Alaskans will be flying blind after NSF decommissions ocean monitoring network


The government is also preparing El Niño conditions later this summer.

Ocean Station Papa’s sensors and other equipment help weather forecasters and emergency managers know in advance when a typhoon like Halong is about to hit.


Buoy in the water

An Ocean Station Papa buoy floats in the waters of the Gulf of Alaska.

Credit: NOAA

An Ocean Station Papa buoy floats in the waters of the Gulf of Alaska.


Credit: NOAA

“We’re looking at ocean temperature, salinity, currents, wave height and direction, wind stress,” Stratton said. “All of this feeds into the models that NOAA and universities use to tell us how strong hurricanes are, how coastal waters are rising or falling, when we should expect flooding.”

The loss of Ocean Station Papa could put remote Alaskan communities, especially coastal Indians, at risk.

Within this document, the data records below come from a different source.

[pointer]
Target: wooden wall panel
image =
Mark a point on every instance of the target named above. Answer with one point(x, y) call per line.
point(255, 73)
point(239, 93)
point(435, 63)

“We are seeing diseases directly related to food security, money, knowledge of many generations, human stability. So we are not looking at biological problems, it’s economic. It’s cultural. It’s a way of life,” added Stratton.

For long-time fisheries advocate Tim Bristol, director of the nonprofit SalmonState, hauling surveillance equipment offshore seems counterintuitive.

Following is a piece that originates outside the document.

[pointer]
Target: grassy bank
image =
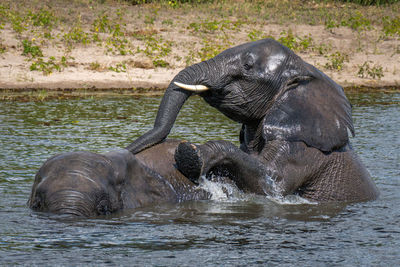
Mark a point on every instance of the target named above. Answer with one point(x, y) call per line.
point(117, 37)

“No matter where you are on a particular issue, you hear a desire, a call for more information, better data, deeper analysis, and this seems like, you know, a sprint in the wrong direction,” Bristol said.

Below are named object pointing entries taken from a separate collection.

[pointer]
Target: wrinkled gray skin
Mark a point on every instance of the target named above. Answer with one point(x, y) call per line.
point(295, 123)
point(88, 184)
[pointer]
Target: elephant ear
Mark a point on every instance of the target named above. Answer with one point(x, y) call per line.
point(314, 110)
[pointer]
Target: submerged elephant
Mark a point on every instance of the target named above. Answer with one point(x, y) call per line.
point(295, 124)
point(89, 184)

Thoman, a meteorologist at the University of Alaska Fairbanks, said this could be true. But even if the United States, which has been a leader in science for a long time, wants to bury its head in the sand about sea change and global warming, it does not mean that the information will go away.

Other countries will take steps to fill the gaps caused by the loss of the Ocean Observatories Initiative, it is believed that, since their location in international waters provides important information to many countries.

“You know the Chinese can come and knock down the buoy tomorrow if they want to,” Thoman said. “If someone thinks that the US, by ceasing to do this, will stop monitoring or restricting our understanding of this, they are very wrong. All these things are international efforts.”

This article appeared first Inside Weather News.